I will update EUR at about 11:00 am EST to determine any changes to the current levels.
Other requests, feel free anytime.
The current 40 point inverted yield curve signifies not normalization nor a smart move to raise Fed Funds but equates to economic trouble ahead for USD. Economic data should begin to deteriorate as a result of the inversion if past is prologue. Typically, inversions experience recession in 3 to 6 months.
The 2 most vital metrics to follow are Housing and Leading Economic Index. Housing typically turns down far faster than the Leading Economic Index and its the first warning to trouble. The Leading Index must turn down 3 times in succession in order for further recession confirmation. Currently the Leading Index is up. Yet GDP at 1 and 2% over years is not exactly boom times so possibly a new definition of recession is warranted. What’s recession is invested money fails to earn its proper yield return.
If the ECB ever raised interest rates then consideration must be given to Denmark, Sweden, Switzerland and Norway as those nation’s interest rates are currently priced below Europe. A raise in Europe forces those nations to also rise in order to maintain the current corridors. The assumption is Europe is truly normalizing and so far its under question despite Draghi’s words.
What forces AUD/USD higher is continued range pressures.

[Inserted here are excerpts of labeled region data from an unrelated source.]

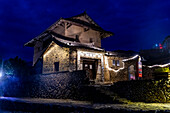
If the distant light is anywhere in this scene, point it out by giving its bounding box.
[0,72,2,77]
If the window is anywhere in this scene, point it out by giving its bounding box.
[112,60,115,66]
[76,35,79,42]
[54,62,59,71]
[37,47,40,51]
[117,60,120,66]
[90,38,93,43]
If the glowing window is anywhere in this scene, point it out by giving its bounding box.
[112,60,115,66]
[117,60,120,66]
[54,62,59,71]
[90,65,93,69]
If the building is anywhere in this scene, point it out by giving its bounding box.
[25,12,139,83]
[140,36,170,65]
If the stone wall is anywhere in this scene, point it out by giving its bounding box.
[111,80,170,103]
[106,56,137,83]
[0,71,86,99]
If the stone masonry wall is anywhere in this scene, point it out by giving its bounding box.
[43,42,69,73]
[108,57,137,82]
[0,71,86,99]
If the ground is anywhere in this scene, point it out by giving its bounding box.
[0,97,170,113]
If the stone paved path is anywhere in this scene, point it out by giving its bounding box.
[0,97,170,113]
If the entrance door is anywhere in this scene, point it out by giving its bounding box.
[83,59,97,80]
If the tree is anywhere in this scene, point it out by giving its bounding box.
[4,56,32,77]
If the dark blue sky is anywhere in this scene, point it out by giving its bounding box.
[0,0,170,61]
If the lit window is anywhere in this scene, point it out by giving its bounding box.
[117,60,120,66]
[76,35,80,42]
[112,60,115,66]
[54,62,59,71]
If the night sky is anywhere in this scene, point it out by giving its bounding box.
[0,0,170,61]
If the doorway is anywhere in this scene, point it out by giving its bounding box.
[83,59,98,80]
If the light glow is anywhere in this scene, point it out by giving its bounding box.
[122,55,139,62]
[148,63,170,68]
[0,72,2,78]
[105,56,125,73]
[105,55,139,73]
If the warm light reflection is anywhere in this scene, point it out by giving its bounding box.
[105,55,139,73]
[148,63,170,68]
[122,55,139,62]
[0,72,2,77]
[105,56,124,73]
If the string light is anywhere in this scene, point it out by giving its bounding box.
[105,56,124,73]
[122,55,139,62]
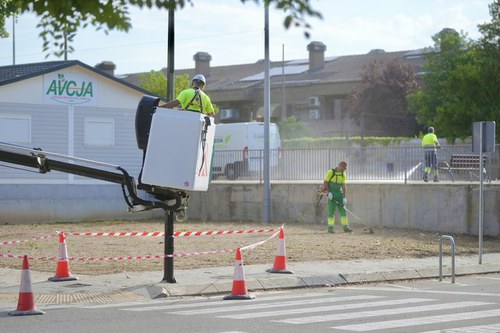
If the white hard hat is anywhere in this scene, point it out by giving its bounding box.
[191,74,207,85]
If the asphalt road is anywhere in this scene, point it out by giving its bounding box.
[0,274,500,333]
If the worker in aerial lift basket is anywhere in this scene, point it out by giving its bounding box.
[159,74,215,116]
[321,161,352,233]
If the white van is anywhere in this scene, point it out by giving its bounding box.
[212,122,281,180]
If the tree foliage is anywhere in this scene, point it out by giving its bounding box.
[348,59,418,136]
[278,116,311,139]
[409,0,500,141]
[0,0,322,57]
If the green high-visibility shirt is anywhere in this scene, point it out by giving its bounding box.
[176,88,214,114]
[422,133,438,147]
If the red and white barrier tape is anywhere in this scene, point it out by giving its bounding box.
[0,226,283,261]
[64,229,276,237]
[240,228,281,251]
[0,249,236,261]
[0,235,55,245]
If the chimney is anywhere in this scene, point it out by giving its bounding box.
[307,42,326,71]
[95,61,116,76]
[193,52,212,76]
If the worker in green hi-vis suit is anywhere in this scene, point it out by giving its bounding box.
[321,161,352,233]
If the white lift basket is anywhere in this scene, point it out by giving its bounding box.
[141,107,215,191]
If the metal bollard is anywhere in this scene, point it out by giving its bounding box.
[439,235,455,283]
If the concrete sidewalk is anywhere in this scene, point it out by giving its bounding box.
[0,253,500,307]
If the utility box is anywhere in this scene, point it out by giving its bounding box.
[141,108,215,191]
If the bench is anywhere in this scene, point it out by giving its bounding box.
[438,154,488,181]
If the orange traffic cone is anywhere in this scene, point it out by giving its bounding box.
[224,248,255,300]
[9,256,45,316]
[49,231,78,282]
[267,229,293,274]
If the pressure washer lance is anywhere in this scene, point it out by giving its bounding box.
[316,189,374,234]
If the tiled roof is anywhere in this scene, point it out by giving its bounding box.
[0,60,156,95]
[120,49,425,93]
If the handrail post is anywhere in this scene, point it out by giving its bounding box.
[439,235,455,283]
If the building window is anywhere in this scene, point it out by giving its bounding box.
[0,115,31,143]
[83,118,115,146]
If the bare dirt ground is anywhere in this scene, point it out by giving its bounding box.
[0,220,500,275]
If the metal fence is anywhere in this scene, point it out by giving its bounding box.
[212,145,500,182]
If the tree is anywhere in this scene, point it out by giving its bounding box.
[0,0,322,57]
[348,59,418,136]
[408,0,500,141]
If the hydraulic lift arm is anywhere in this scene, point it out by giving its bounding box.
[0,143,188,211]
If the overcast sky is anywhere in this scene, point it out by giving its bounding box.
[0,0,493,74]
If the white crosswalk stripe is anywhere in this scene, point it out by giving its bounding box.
[112,292,500,333]
[422,324,500,333]
[278,300,492,324]
[219,298,432,322]
[332,309,500,332]
[168,295,383,316]
[120,294,324,312]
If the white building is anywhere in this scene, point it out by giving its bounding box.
[0,61,160,224]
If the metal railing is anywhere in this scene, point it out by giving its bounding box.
[212,145,500,183]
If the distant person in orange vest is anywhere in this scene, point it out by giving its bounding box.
[422,127,441,182]
[160,74,215,116]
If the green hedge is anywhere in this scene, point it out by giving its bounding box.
[282,136,415,148]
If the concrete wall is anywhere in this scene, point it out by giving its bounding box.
[188,182,500,236]
[0,182,500,236]
[0,184,160,224]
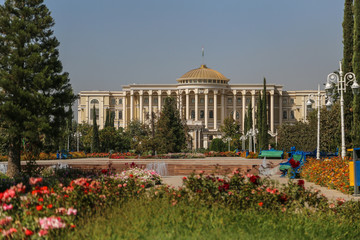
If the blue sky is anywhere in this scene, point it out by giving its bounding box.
[2,0,344,93]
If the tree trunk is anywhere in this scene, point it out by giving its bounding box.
[6,137,21,178]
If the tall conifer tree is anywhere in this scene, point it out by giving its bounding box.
[91,105,100,152]
[0,0,75,177]
[352,0,360,147]
[259,78,269,149]
[342,0,354,146]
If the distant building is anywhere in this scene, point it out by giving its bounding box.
[78,65,325,149]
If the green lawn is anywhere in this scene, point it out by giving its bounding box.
[61,199,360,240]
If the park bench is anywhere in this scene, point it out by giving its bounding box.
[258,149,284,159]
[279,151,306,179]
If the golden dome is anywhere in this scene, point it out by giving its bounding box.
[177,65,230,84]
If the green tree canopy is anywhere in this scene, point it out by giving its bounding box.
[0,0,75,177]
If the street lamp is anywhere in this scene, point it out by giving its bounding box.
[240,135,247,150]
[306,84,326,160]
[325,62,360,158]
[268,129,278,148]
[223,137,231,152]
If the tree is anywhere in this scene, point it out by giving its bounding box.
[0,0,75,177]
[91,105,100,152]
[259,78,269,149]
[220,116,241,139]
[342,0,354,148]
[352,0,360,147]
[155,97,186,153]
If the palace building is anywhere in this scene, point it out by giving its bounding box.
[78,65,325,149]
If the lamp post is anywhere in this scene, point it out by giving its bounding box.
[306,84,324,160]
[325,62,360,158]
[240,135,246,151]
[268,129,277,148]
[223,137,231,152]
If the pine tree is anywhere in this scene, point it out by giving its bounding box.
[256,92,263,150]
[155,97,186,153]
[352,0,360,147]
[342,0,354,147]
[91,105,100,152]
[259,78,269,149]
[0,0,75,177]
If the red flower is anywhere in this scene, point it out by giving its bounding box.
[250,175,260,184]
[25,229,34,236]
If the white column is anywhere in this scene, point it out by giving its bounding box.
[233,90,236,121]
[122,97,127,128]
[241,90,246,131]
[270,90,275,133]
[221,91,226,124]
[139,90,143,123]
[185,91,190,120]
[130,90,134,121]
[251,90,255,129]
[195,92,199,121]
[204,90,209,128]
[214,91,217,130]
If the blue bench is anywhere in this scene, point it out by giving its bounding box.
[279,151,306,179]
[258,149,284,159]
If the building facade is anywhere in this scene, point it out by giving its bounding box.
[78,65,325,149]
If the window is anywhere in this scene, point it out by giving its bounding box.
[283,111,287,119]
[209,110,214,118]
[90,99,99,104]
[90,108,99,120]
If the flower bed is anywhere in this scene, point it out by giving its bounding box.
[0,168,161,239]
[301,157,353,194]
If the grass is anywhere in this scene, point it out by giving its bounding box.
[59,199,360,240]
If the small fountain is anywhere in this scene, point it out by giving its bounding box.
[146,162,168,176]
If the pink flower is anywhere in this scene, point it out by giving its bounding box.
[2,228,17,237]
[66,208,77,215]
[0,216,12,226]
[39,216,66,230]
[29,177,42,185]
[38,229,48,237]
[56,208,66,214]
[3,203,13,211]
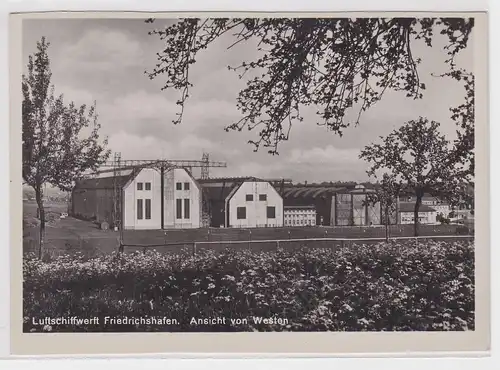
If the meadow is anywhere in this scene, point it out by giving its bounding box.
[23,241,474,332]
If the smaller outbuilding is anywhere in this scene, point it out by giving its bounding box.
[198,177,283,228]
[283,205,316,226]
[398,202,437,225]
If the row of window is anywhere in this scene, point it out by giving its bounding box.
[245,194,267,202]
[137,199,151,220]
[137,182,151,190]
[137,182,189,190]
[137,199,191,220]
[285,220,316,226]
[175,199,191,220]
[236,206,276,220]
[175,182,189,190]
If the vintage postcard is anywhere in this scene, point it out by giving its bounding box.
[10,12,490,355]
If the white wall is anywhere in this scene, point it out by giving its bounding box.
[164,168,201,229]
[226,181,283,227]
[123,168,161,229]
[400,212,437,225]
[283,208,316,226]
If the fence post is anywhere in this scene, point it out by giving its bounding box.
[118,238,124,253]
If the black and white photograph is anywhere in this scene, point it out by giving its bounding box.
[15,13,487,335]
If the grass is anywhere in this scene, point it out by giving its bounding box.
[23,241,475,332]
[23,202,468,258]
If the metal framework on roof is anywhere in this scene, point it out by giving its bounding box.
[95,158,227,175]
[283,186,345,199]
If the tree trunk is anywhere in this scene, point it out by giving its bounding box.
[35,187,45,259]
[385,207,389,242]
[413,192,422,236]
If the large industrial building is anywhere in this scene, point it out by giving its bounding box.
[398,202,437,225]
[199,177,283,228]
[71,168,201,229]
[283,205,316,226]
[283,185,397,226]
[70,152,460,229]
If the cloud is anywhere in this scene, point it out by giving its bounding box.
[58,28,144,72]
[55,84,98,106]
[98,90,242,141]
[288,145,359,166]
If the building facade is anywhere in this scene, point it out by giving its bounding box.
[224,180,283,228]
[398,202,438,225]
[283,206,316,226]
[71,168,201,230]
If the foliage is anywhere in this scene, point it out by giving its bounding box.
[436,213,450,225]
[146,18,474,154]
[23,241,474,332]
[365,173,401,240]
[22,37,109,254]
[359,117,471,236]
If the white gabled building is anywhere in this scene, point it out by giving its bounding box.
[283,205,316,226]
[72,167,201,230]
[398,202,437,225]
[224,179,283,228]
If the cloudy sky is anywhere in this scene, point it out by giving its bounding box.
[23,19,473,182]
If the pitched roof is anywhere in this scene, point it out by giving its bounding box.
[399,202,436,212]
[283,205,316,209]
[74,172,135,190]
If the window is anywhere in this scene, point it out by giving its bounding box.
[137,199,142,220]
[184,199,191,219]
[145,199,151,220]
[236,207,247,220]
[175,199,182,220]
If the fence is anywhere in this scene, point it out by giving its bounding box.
[121,235,474,255]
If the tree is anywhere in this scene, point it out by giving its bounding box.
[145,18,474,154]
[366,173,401,241]
[360,117,471,236]
[22,37,109,257]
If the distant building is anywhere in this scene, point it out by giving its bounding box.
[283,183,397,226]
[71,168,201,229]
[398,202,437,225]
[283,206,316,226]
[400,194,452,217]
[199,177,283,228]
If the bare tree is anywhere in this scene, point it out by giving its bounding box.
[360,117,471,236]
[146,18,474,154]
[366,173,401,241]
[22,37,109,258]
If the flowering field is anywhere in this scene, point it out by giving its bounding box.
[23,241,474,332]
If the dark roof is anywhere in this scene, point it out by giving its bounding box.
[74,172,135,190]
[201,183,239,202]
[196,176,266,185]
[399,202,436,212]
[283,205,316,209]
[283,186,345,199]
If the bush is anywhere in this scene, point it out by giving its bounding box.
[24,242,474,332]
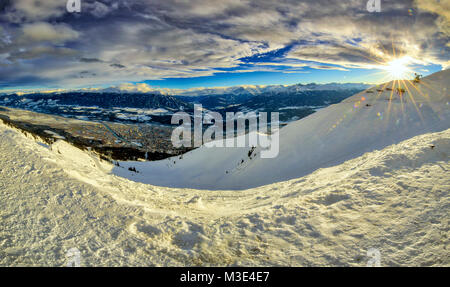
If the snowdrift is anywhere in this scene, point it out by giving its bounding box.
[113,70,450,190]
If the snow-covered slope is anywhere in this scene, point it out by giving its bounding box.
[113,70,450,189]
[0,120,450,266]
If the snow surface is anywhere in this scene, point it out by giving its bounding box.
[0,72,450,266]
[113,70,450,190]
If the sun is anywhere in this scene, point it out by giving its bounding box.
[381,57,412,80]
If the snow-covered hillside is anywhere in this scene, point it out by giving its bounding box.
[114,70,450,189]
[0,118,450,266]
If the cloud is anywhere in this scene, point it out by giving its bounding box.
[21,22,80,44]
[0,0,450,90]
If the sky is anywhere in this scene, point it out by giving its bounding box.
[0,0,450,91]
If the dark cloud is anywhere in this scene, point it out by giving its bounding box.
[0,0,450,90]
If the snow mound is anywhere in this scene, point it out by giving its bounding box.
[113,70,450,190]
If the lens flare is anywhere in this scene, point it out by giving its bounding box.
[382,57,412,80]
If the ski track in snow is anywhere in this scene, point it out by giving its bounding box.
[113,70,450,190]
[0,122,450,266]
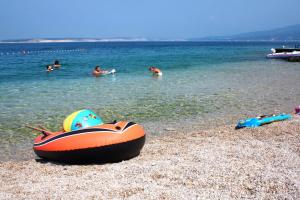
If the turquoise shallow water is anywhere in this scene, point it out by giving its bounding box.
[0,42,300,160]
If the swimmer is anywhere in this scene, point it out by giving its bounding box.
[46,65,53,72]
[149,67,162,76]
[53,60,61,68]
[93,66,108,76]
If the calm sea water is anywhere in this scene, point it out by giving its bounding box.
[0,42,300,160]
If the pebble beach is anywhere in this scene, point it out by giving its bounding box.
[0,115,300,199]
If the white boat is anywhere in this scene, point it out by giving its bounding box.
[267,46,300,59]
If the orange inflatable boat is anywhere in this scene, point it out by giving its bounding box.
[33,121,146,163]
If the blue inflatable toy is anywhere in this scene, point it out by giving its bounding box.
[63,109,103,132]
[235,113,292,129]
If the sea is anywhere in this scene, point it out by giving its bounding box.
[0,42,300,161]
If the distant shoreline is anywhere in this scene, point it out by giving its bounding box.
[0,39,300,44]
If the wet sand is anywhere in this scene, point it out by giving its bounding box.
[0,116,300,199]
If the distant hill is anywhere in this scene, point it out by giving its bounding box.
[0,37,147,43]
[189,24,300,41]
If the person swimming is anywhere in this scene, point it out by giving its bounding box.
[53,60,61,68]
[46,65,53,72]
[149,67,162,76]
[93,65,108,76]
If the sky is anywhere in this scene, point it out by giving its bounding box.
[0,0,300,40]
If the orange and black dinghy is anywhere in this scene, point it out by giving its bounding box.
[33,121,146,163]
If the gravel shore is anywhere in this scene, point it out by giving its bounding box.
[0,116,300,199]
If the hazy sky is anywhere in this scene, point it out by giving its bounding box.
[0,0,300,39]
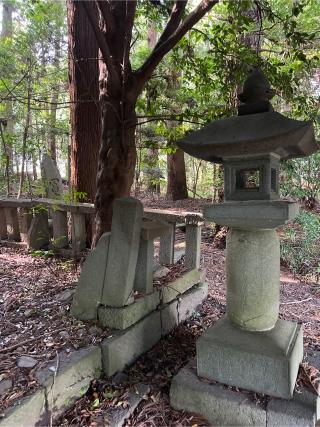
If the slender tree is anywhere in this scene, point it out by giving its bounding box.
[80,0,218,242]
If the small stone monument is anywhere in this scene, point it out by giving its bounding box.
[171,69,318,425]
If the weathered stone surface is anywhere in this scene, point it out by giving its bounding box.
[134,239,154,294]
[267,399,317,427]
[170,364,266,426]
[197,318,303,399]
[185,224,202,268]
[41,154,63,199]
[104,383,150,427]
[203,200,299,230]
[101,311,161,376]
[226,229,280,331]
[159,224,175,265]
[4,208,20,240]
[98,292,160,329]
[71,233,110,320]
[28,211,50,250]
[52,210,68,249]
[71,213,86,253]
[17,356,38,369]
[160,270,200,304]
[0,347,101,427]
[102,197,143,307]
[161,283,208,335]
[0,208,8,239]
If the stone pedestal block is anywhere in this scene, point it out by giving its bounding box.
[52,210,68,249]
[102,197,143,307]
[4,208,20,240]
[197,319,303,399]
[185,224,202,268]
[226,228,280,331]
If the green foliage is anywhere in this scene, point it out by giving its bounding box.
[281,211,320,278]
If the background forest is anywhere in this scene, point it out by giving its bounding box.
[0,0,320,275]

The only direction for AUD is up to relieve the problems. AUD/USD is currently fighting against overbought prices Vs the need to travel higher.
The further poblem is AUD lacks a daily range and its stuck inside tiny channels otherwise Range pressures would relieve itself much sooner. Instead, slow price grounds continue for AUD. Below supports are located at slow riser 0.7536 and 0.7528 vs massive resistance at 0.7791. The 0.7536 Vs 0.7791 showdown is on the way. AUD lacks current ability to break 0.7536 yet 0.7650’s, AUD is miles overbought.
AUD/USD’sfurther containment problem is its location over the past month to trade directly in between its Correlation Counterparts AUD/EUR and AUD/CHF. The most significant marriage is found between AUD/CHF and AUD/USD. AUD/CHF nor AUD/EUR contains the same range pressures as AUD/USD therefore AUD/USD must lead AUD/CHF and AUD/EUR.
Currently, AUD/CHF to travel higher faces headwinds at 0.7400 and 0.7447 from current 0.7347 and its a further roadblock to AUD/USD higher. AUD/EUR is trapped at higher 0.6700’s. The most significant point is 0.6802 and translates to EUR/AUD at 1.4701. AUD/EUR currently provides vital supports for EUR/AUD at 1.4630 and 1.4701. Overall, AUD/EUR lacks a significant break point from current prices and is currently wandering around and again fails to assist AUD/USD’s range dilemma. The most vital for AUD/EUR translates to EUR/AUD 1.5200’s from current 1.4800’s.
The way to handle this is to look for EUR/AUD at its significant point at 1.4890 but this assumes AUD/EUR drops to 0.6714 today and next days, its not likely.
Our strategy over many many days for AUD/USD and all AUD pairs has been quick in and out day trades. Until the situation clears, this will be the continued strategy.